Fork me on GitHub

Is it possible (or, not painful) to store the changelog in Kafka instead of BookKeeper?


had a failure in production today @lucasbradstreet @michaeldrogalis ... kafka brokers restarted and onyx wedged... it took changing the kafka consumer id to get things running again


any clues about how to debug / post-mortem this ?


@mccraigmccraig: sorry to hear that. I have a feeling that I know why it didn't initially recover. I'll post that issue in a minute. What I don't understand is why you needed a new group-id when you started a new job.


@mccraigmccraig: so basically, onyx stopped processing, you submitted a kill-job to stop the job and a new submit-job to restart with the same group-id?


@mccraigmccraig: I have a feeling this is why the job wasn't auto killed (or your peer didn't restart, if you were using restart-pred-fn)


It would help if you could have a look through your logs for any relevant exceptions.

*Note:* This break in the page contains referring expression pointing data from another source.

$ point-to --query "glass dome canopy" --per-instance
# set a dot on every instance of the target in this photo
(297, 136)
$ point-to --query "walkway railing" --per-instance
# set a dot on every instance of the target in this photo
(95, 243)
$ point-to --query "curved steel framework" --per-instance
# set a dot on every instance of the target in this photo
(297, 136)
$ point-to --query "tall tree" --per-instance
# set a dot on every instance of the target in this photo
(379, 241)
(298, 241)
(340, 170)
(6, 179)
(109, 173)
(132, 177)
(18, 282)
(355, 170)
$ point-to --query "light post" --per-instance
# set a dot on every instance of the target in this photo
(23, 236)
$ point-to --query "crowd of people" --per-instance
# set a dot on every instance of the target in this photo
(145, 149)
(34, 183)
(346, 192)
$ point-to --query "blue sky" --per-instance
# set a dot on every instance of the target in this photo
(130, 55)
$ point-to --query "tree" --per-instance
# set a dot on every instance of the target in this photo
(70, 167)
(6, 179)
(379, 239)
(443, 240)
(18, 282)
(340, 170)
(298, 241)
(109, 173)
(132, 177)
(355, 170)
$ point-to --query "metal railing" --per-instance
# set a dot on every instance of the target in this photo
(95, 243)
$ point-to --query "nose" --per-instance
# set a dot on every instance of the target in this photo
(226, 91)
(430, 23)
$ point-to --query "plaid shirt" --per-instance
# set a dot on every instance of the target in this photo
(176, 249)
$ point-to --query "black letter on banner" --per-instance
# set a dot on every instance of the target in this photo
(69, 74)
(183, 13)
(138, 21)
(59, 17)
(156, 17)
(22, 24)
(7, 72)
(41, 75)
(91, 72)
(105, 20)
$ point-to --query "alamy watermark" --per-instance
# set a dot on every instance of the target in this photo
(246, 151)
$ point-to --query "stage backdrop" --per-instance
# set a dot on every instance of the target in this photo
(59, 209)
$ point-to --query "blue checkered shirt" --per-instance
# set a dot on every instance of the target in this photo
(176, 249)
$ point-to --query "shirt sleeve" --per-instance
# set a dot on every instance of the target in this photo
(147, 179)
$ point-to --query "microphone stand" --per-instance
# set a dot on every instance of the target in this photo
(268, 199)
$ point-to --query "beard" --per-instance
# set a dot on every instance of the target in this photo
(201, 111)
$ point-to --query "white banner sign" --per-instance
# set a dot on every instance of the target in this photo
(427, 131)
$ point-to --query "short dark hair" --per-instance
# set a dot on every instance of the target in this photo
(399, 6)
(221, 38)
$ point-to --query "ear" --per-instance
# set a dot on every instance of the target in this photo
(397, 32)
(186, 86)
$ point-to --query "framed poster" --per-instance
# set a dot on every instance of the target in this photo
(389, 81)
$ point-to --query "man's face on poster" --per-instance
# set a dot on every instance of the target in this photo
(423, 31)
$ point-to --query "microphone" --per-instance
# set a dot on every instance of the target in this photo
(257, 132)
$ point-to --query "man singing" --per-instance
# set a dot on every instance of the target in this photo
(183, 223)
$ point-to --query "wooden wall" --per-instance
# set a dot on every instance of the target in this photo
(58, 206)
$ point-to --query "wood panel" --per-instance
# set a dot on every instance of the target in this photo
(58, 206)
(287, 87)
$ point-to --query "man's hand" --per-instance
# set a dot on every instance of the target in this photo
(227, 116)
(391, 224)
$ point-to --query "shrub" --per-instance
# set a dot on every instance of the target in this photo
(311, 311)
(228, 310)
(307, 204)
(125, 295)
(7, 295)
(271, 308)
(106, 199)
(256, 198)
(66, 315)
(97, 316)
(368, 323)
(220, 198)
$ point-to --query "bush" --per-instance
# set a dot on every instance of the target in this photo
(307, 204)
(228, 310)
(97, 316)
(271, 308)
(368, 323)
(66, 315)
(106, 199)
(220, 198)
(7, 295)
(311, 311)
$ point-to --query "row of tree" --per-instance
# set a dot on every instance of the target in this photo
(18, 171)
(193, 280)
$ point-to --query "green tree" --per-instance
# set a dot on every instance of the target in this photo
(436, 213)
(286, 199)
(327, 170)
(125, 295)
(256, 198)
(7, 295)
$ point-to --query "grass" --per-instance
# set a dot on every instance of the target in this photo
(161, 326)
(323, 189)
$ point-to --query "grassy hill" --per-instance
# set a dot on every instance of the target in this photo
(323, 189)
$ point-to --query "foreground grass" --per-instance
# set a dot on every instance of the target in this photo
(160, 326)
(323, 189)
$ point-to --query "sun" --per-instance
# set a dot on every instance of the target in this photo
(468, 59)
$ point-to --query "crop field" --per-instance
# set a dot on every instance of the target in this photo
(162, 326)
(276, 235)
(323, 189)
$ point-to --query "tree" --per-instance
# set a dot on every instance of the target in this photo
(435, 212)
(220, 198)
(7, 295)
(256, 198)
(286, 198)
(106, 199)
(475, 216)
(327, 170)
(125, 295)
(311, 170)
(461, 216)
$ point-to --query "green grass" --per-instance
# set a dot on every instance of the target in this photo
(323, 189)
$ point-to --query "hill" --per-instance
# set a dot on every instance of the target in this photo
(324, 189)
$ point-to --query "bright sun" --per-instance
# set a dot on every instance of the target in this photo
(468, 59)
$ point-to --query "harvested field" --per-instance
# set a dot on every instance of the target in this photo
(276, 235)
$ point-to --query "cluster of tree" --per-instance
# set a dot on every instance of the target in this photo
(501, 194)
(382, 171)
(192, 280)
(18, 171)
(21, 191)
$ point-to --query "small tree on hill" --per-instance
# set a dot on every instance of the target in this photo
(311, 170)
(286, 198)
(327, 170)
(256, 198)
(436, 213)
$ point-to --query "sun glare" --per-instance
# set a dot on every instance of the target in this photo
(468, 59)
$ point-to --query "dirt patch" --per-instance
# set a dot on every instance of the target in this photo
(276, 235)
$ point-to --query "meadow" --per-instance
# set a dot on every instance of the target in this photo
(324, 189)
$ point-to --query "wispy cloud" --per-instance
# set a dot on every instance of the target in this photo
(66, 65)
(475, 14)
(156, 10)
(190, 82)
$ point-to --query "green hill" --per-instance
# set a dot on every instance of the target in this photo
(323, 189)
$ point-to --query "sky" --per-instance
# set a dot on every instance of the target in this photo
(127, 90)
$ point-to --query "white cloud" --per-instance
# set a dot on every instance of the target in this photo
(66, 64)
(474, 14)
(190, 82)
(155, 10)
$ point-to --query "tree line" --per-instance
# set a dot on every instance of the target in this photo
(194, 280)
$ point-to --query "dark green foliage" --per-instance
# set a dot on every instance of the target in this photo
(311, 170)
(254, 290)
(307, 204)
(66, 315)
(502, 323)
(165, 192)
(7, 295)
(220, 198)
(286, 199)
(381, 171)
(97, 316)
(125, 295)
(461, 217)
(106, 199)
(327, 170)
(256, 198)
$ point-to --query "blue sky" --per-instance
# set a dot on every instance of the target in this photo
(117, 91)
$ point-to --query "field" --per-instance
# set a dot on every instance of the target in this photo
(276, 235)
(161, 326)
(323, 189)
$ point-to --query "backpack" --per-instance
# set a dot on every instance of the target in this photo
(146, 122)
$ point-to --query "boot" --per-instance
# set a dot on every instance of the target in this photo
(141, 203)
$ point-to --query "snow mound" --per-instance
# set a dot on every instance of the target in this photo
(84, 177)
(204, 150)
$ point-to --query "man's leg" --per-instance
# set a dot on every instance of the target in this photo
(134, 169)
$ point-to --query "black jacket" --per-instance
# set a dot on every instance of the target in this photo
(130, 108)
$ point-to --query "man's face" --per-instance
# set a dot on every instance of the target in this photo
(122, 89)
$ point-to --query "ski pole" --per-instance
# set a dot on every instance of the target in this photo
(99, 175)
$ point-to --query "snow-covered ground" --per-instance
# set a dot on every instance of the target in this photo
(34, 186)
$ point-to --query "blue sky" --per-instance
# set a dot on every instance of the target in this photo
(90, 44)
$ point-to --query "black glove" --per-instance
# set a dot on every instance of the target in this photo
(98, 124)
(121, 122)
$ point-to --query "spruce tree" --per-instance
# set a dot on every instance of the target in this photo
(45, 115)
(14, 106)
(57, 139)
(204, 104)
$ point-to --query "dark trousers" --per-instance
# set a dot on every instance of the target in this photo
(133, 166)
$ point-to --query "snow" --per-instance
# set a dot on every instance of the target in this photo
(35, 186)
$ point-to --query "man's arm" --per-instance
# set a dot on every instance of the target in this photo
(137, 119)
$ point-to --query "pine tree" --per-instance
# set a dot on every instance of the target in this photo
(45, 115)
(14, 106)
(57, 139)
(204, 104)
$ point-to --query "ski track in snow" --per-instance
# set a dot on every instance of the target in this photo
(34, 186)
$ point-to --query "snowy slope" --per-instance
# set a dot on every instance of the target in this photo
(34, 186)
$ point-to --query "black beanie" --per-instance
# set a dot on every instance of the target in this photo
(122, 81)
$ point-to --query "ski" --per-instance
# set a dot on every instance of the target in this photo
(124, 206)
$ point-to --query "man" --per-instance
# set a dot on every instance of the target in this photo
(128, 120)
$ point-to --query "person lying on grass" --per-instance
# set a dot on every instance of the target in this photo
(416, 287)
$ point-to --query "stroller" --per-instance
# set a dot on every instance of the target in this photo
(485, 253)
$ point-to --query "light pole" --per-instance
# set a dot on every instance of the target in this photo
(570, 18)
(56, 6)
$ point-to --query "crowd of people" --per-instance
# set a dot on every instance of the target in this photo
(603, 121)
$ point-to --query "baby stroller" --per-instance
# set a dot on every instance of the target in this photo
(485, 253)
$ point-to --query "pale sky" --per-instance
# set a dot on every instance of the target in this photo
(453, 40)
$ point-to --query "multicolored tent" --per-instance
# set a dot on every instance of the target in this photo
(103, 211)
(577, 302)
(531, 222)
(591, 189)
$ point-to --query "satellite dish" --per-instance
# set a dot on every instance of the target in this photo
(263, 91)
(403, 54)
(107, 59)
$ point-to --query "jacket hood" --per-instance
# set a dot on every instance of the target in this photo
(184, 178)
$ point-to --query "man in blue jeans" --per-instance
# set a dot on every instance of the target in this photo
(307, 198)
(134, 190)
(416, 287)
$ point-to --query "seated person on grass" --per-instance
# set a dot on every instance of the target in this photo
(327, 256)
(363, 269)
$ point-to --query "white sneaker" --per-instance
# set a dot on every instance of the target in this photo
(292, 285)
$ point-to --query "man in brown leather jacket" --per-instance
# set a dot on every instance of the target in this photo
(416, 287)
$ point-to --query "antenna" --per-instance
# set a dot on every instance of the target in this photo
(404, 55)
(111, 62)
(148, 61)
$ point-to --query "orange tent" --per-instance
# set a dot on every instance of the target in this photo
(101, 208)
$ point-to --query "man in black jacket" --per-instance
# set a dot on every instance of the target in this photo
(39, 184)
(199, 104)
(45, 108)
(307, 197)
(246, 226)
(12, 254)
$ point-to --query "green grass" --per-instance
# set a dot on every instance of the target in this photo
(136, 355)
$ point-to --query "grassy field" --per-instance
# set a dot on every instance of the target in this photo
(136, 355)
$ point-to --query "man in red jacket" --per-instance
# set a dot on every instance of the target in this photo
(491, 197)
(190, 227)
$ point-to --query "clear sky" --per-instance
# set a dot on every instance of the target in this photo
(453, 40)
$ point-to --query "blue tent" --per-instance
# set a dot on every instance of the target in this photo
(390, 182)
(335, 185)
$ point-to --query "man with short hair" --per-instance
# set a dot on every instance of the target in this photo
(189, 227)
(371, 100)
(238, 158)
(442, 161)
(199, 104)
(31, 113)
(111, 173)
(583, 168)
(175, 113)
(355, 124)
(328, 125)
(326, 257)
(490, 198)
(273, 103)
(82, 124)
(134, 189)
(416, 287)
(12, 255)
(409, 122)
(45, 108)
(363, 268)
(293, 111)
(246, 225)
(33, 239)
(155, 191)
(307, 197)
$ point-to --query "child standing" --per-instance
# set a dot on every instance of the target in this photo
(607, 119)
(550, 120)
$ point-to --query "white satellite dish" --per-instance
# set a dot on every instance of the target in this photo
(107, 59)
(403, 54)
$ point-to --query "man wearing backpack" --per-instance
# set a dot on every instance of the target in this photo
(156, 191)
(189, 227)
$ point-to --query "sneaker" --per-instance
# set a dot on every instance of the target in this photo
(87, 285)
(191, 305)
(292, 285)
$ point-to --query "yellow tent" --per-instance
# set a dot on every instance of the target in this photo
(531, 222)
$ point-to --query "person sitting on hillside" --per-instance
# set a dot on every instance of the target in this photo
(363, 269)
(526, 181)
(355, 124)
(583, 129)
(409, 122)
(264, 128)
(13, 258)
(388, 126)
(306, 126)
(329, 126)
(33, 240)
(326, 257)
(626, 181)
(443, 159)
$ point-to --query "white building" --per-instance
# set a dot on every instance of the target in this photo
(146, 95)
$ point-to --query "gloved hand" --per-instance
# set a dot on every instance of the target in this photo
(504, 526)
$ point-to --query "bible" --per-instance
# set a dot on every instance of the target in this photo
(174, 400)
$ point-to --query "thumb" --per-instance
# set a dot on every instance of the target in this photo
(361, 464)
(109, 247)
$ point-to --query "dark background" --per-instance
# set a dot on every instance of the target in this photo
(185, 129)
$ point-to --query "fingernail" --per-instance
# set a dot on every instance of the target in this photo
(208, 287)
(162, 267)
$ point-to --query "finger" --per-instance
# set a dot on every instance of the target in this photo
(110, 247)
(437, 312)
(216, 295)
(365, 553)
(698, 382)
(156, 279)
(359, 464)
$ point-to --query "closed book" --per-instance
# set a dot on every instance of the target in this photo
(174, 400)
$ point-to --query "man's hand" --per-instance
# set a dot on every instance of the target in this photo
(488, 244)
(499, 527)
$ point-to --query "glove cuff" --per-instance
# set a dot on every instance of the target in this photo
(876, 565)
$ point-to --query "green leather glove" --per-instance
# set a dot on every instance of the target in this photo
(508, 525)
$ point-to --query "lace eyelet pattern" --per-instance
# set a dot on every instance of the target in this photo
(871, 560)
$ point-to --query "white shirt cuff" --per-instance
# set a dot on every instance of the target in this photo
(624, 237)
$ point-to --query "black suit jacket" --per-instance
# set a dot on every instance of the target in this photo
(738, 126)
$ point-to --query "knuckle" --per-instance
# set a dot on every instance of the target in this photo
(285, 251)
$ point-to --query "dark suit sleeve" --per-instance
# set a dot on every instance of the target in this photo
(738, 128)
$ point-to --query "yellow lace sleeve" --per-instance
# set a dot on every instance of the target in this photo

@lucasbradstreet: i never submitted a kill-job... just restarted the onyx processes... perhaps that was the prob ?


Possibly, maybe the job killed itself? Maybe it would've come back up if you'd submitted a new job using the same group-id? If you could load up the dashboard and dump the log that might help.


the job didn't kill itself - it came back up when the process was restarted - but no messages were delivered, so i tried a new job-id with same consumer-id (still wedged) and then a new job-id and new consumer-id at which point messages were delivered


Okay, thanks. I'll try to reproduce it locally and will let you know if I have trouble and need more information or help.


Onyx 0.8.6 is out. See 0.8.5 in the changelog for most of the relevant changes, since we had to do two releases today


@mccraigmccraig: I fixed that bug in onyx-kafka that I mentioned


It should be able recover from broker issues if you use :onyx/restart-pred-fn on your input tasks


Highly recommend all users upgrade to 0.8.6, as we have fixed lots of issues


@lucasbradstreet: wow.... this is excellent news.


^ The above fixes are the product of Jepsen testing - so, those kind of fixes.